EAU 2021: There Is a Role for Radical Cystectomy in cT0 After Neoadjuvant Chemotherapy

(UroToday.com) At the European Association of Urology 2021 Annual Meeting’s controversies in Onco-Urology session, Dr. J. Alfred Witjes discussed that there is a role for radical cystectomy in cT0 disease after neoadjuvant chemotherapy. Dr. Witjes notes that chemotherapy is insufficient as curative therapy in bladder cancer, with the AUA guidelines stating that clinicians should perform radical cystectomy as soon as possible following completion of and recovery from neoadjuvant chemotherapy. Based on the EAU guidelines, there is a strong recommendation for not offering chemotherapy alone as primary therapy for localized bladder cancer. Dr. Witjes emphasizes that the optimal number of cycles is 6-9 cycles and that 3-4 cycles of neoadjuvant chemotherapy are suboptimal.

A recent publication from Becker et al.1 evaluated the ability of post-neoadjuvant chemotherapy clinical restaging, with or without tumor sequencing, to predict final radical cystectomy pathologic staging. Among 114 patients that underwent restaging TUR following neoadjuvant chemotherapy prior to radical cystectomy, the diagnostic accuracy of post-neoadjuvant chemotherapy clinical restaging including TUR was poor, with 32% of patients being downstaged falsely when compared with their final cystectomy pathology:

Witjes_EAU21_figure1.png

Dr. Witjes notes that the undetected non-responders to neoadjuvant chemotherapy do poorly. An NCDB population-level study from Pfail et al.2 analyzed differences in overall survival of patients with residual MIBC treated with neoadjuvant chemotherapy plus radical cystectomy, radical cystectomy alone, or radical cystectomy plus adjuvant chemotherapy. Among 8,288 patients included in the analysis, 1,899 (23%) received neoadjuvant chemotherapy plus radical cystectomy, 5,529 (67%) received radical cystectomy alone, and 860 (10%) received radical cystectomy plus adjuvant chemotherapy. >ypT2 disease after neoadjuvant chemotherapy was associated with significantly decreased overall survival compared to matched patients undergoing radical cystectomy alone or radical cystectomy plus adjuvant chemotherapy:

Witjes_EAU21_figure2.png
According to Dr. Witjes, the future will incorporate improved imaging modalities for detecting residual disease, biomarkers, and clinical trials. Yan et al.3 assessed the diagnostic performance of delayed 18F FDG PET/CT in the differentiation of residual tumors from postoperative inflammatory reactions in 79 patients with bladder cancer after initial TURBT. When compared with inflammatory reactions, residual tumors had higher mean standardized uptake value (SUVmean) (mean, 5.8 ± 2.0 vs 9.3 ± 5.4; P < .001), higher maximum standardized uptake value (SUVmax) (mean, 15.5 ± 9.8 vs 22.2 ± 13.6, P = .01), and greater lesion thickness (mean, 9.6 mm ± 4.1 vs 17.9 mm ± 11.1, P < .001) at 18F FDG PET/CT. Much has also been made of mpMRI and the VI-RADS scoring system for locally staging bladder cancer. Although mpMRI is not advocated for all patients with bladder cancer, bladder mpMRI may be most useful for differentiating between T1 and T2 bladder cancer and for determining response to chemo and bladder-sparing approaches.

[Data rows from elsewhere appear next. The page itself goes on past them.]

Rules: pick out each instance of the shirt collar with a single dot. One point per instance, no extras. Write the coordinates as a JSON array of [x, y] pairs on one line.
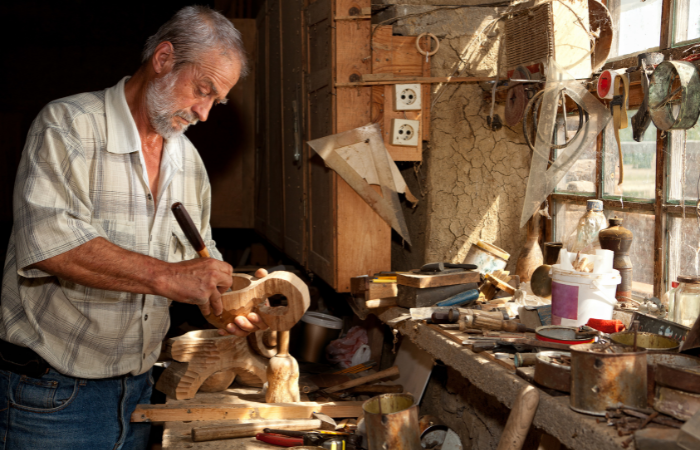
[[122, 134]]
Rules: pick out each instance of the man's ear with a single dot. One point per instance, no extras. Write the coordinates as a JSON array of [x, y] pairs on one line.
[[163, 58]]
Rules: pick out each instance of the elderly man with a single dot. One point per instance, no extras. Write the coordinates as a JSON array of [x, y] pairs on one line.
[[96, 256]]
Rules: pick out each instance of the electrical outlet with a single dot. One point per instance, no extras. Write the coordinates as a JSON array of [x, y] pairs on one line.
[[404, 132], [407, 97]]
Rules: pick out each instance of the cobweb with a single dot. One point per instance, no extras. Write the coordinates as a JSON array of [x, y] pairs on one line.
[[542, 181]]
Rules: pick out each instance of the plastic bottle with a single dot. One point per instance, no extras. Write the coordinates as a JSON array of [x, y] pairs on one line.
[[585, 238]]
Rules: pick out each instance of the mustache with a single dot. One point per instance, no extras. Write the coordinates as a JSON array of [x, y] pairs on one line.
[[191, 118]]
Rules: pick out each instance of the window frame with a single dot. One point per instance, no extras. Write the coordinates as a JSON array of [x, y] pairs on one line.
[[661, 207]]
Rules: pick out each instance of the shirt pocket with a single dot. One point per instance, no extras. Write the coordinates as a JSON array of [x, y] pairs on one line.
[[120, 233], [180, 247]]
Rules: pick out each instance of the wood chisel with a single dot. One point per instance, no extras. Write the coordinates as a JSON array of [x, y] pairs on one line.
[[190, 230]]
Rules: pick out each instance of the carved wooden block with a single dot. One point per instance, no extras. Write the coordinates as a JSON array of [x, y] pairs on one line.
[[201, 354], [249, 295]]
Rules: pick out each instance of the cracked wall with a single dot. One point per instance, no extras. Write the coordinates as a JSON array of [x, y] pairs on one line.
[[473, 180]]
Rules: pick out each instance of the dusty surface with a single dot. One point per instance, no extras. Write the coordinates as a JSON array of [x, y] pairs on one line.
[[488, 387], [475, 179]]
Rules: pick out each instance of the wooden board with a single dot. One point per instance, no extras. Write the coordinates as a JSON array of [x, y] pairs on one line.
[[397, 55], [446, 279], [363, 238], [246, 410]]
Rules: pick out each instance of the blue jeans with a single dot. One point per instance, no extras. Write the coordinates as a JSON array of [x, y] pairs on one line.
[[57, 412]]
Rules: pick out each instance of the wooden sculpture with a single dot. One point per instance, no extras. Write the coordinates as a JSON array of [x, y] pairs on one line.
[[283, 374], [199, 355], [249, 295]]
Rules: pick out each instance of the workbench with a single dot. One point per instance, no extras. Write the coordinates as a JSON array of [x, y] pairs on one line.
[[177, 435], [574, 430]]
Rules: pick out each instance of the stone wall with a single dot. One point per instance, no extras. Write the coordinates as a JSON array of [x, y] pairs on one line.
[[472, 180]]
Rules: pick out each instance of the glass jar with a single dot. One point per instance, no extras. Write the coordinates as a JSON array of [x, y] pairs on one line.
[[686, 301], [585, 238]]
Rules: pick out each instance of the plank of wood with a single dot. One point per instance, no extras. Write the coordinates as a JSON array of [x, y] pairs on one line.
[[439, 279], [237, 430], [302, 410], [388, 373], [675, 403]]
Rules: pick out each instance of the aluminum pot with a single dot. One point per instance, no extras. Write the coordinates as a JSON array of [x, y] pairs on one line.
[[391, 421], [604, 375]]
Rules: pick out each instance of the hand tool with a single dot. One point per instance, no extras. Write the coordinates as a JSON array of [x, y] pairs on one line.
[[441, 266], [490, 323], [190, 230], [460, 299], [282, 374], [237, 430], [388, 373]]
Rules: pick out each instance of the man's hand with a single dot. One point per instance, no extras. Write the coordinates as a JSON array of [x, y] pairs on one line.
[[251, 323], [200, 282]]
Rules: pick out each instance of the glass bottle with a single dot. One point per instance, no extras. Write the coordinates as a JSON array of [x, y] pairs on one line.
[[686, 301], [585, 238]]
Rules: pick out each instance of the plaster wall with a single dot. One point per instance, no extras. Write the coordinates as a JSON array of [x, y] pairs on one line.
[[472, 180]]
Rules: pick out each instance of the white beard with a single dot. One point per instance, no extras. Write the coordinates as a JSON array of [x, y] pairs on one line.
[[160, 101]]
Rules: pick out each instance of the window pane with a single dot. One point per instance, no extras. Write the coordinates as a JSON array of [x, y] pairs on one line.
[[639, 25], [687, 20], [692, 164], [642, 252], [639, 160], [684, 246], [642, 227], [581, 177]]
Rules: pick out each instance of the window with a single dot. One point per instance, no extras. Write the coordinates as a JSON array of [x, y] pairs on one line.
[[658, 200], [686, 25]]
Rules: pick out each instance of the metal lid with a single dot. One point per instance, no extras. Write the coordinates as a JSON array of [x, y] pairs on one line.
[[594, 205], [688, 279], [615, 221]]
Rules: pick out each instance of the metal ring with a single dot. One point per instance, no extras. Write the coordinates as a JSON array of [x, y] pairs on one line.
[[427, 52], [660, 86]]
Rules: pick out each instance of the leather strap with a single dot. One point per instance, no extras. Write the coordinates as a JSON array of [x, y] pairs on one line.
[[618, 107]]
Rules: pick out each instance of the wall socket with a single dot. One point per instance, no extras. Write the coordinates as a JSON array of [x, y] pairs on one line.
[[404, 132], [407, 97]]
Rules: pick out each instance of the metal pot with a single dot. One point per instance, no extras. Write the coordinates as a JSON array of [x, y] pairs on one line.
[[600, 379], [392, 422]]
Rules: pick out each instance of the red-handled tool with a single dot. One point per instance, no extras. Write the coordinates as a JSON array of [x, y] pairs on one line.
[[278, 439], [190, 230]]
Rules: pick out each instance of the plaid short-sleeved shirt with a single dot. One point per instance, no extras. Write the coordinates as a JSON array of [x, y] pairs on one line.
[[82, 176]]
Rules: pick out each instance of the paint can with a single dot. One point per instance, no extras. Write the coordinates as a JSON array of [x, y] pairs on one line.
[[604, 375], [487, 257], [391, 421]]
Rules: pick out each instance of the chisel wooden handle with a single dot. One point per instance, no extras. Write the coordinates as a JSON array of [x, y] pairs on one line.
[[390, 372], [190, 230]]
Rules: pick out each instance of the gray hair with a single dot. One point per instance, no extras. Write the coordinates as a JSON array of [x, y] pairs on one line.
[[193, 31]]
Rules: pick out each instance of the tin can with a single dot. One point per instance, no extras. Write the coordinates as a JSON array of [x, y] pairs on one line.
[[604, 375]]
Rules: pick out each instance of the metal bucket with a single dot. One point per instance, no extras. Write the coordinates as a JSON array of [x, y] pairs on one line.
[[600, 380], [392, 422]]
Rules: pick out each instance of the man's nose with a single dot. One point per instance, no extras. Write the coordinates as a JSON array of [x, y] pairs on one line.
[[202, 110]]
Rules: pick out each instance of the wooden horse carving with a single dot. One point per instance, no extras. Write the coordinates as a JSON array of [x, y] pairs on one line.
[[249, 295], [204, 356]]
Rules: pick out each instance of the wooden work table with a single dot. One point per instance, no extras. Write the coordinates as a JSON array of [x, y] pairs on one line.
[[177, 435], [574, 430]]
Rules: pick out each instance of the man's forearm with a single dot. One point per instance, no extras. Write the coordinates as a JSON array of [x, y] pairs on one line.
[[103, 265]]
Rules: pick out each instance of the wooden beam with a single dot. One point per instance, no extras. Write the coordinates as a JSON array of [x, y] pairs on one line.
[[422, 80], [242, 411]]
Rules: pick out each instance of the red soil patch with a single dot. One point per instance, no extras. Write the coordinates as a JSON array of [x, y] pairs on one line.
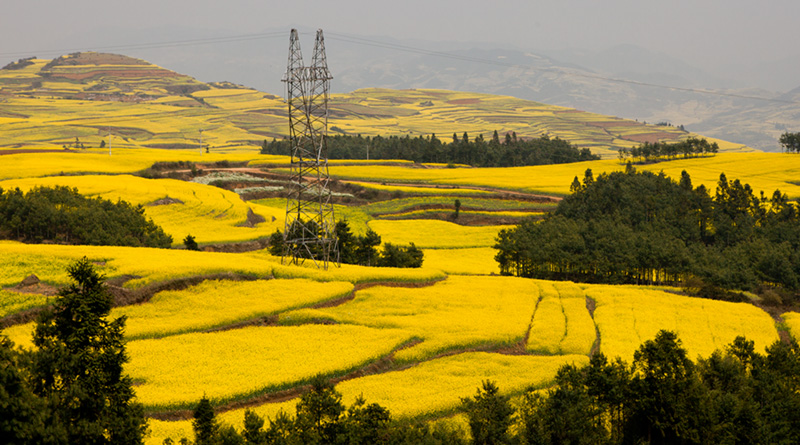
[[651, 137], [29, 150], [614, 124], [156, 72], [464, 101]]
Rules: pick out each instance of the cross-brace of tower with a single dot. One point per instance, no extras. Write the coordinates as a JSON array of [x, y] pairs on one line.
[[309, 230]]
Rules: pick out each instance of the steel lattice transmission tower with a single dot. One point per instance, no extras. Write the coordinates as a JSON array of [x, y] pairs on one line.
[[309, 230]]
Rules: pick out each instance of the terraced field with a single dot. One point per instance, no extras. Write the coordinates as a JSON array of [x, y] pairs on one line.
[[245, 329], [90, 96], [432, 328]]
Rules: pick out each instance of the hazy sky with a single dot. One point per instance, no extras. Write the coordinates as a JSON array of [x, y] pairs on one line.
[[715, 35]]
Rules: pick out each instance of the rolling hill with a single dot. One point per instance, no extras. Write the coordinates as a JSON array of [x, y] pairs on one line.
[[82, 98]]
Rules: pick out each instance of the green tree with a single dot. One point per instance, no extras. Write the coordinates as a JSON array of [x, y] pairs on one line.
[[490, 415], [190, 243], [668, 393], [204, 423], [77, 366], [319, 413], [367, 424], [22, 414], [790, 142], [277, 243], [366, 251]]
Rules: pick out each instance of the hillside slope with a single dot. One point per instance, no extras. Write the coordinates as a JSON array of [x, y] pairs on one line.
[[86, 98]]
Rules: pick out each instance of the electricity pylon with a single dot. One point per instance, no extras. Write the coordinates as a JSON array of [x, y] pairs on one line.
[[309, 230]]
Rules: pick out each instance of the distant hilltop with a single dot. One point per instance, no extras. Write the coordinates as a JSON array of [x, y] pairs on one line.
[[83, 97]]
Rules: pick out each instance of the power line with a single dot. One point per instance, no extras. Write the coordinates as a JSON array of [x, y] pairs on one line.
[[561, 71], [408, 49]]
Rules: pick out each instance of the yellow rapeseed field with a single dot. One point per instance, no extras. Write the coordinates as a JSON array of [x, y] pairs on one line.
[[437, 386], [429, 389], [216, 303], [462, 311], [434, 234], [561, 324], [626, 317], [792, 320], [470, 261], [177, 371], [11, 302], [210, 214], [146, 265], [763, 171]]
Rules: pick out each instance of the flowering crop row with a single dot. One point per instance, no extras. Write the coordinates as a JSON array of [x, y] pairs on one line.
[[792, 320], [434, 234], [218, 303], [177, 371], [462, 311], [561, 324], [429, 389], [626, 317]]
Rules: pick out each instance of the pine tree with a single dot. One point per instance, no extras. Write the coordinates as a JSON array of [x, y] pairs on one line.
[[489, 415], [77, 366]]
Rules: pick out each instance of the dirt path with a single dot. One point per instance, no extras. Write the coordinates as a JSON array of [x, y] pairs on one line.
[[462, 187]]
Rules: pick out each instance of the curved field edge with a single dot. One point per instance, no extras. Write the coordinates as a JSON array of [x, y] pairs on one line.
[[228, 366], [428, 390]]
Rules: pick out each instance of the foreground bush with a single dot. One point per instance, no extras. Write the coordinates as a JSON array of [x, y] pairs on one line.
[[62, 215]]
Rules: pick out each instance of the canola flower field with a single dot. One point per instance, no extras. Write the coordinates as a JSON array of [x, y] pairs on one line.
[[241, 327]]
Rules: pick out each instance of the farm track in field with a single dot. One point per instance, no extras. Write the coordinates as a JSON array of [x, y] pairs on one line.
[[381, 365], [127, 297], [502, 192]]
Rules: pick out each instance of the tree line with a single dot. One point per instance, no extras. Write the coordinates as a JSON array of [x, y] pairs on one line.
[[477, 152], [71, 389], [790, 142], [62, 215], [735, 395], [644, 228], [647, 152]]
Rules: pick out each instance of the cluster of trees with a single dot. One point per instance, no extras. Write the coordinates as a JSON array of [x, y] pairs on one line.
[[361, 249], [790, 142], [61, 214], [641, 227], [734, 396], [662, 151], [478, 152], [70, 389]]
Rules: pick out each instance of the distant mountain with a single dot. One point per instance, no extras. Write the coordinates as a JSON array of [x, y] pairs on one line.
[[562, 78], [79, 99]]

With regards to biomarkers, several have been assessed for predicting neoadjuvant chemotherapy response. The ERCC2 alteration was found in 36% of responders (n=25) and 0% of non-responders (n=25), with a correlation with response and overall survival, both in discovery and validation datasets. Additionally, previous work has suggested that the basal subtype responds better to neoadjuvant chemotherapy, and defects in DNA repair genes also predict a better response to neoadjuvant chemotherapy.

Three current trials are of interest with regards to neoadjuvant chemotherapy, including the RETAIN trial (NCT02710734), the Alliance for Clinical Trials on Oncology (NCT03609216), and the phase II Hoosier Cancer Research Network trial (NCT03558087), which includes perioperative and postoperative nivolumab. Additionally, there is interest in using gene panels to enroll patients in a bladder-sparing active surveillance program after rT0 (or rTa or rTis) and neoadjuvant chemotherapy.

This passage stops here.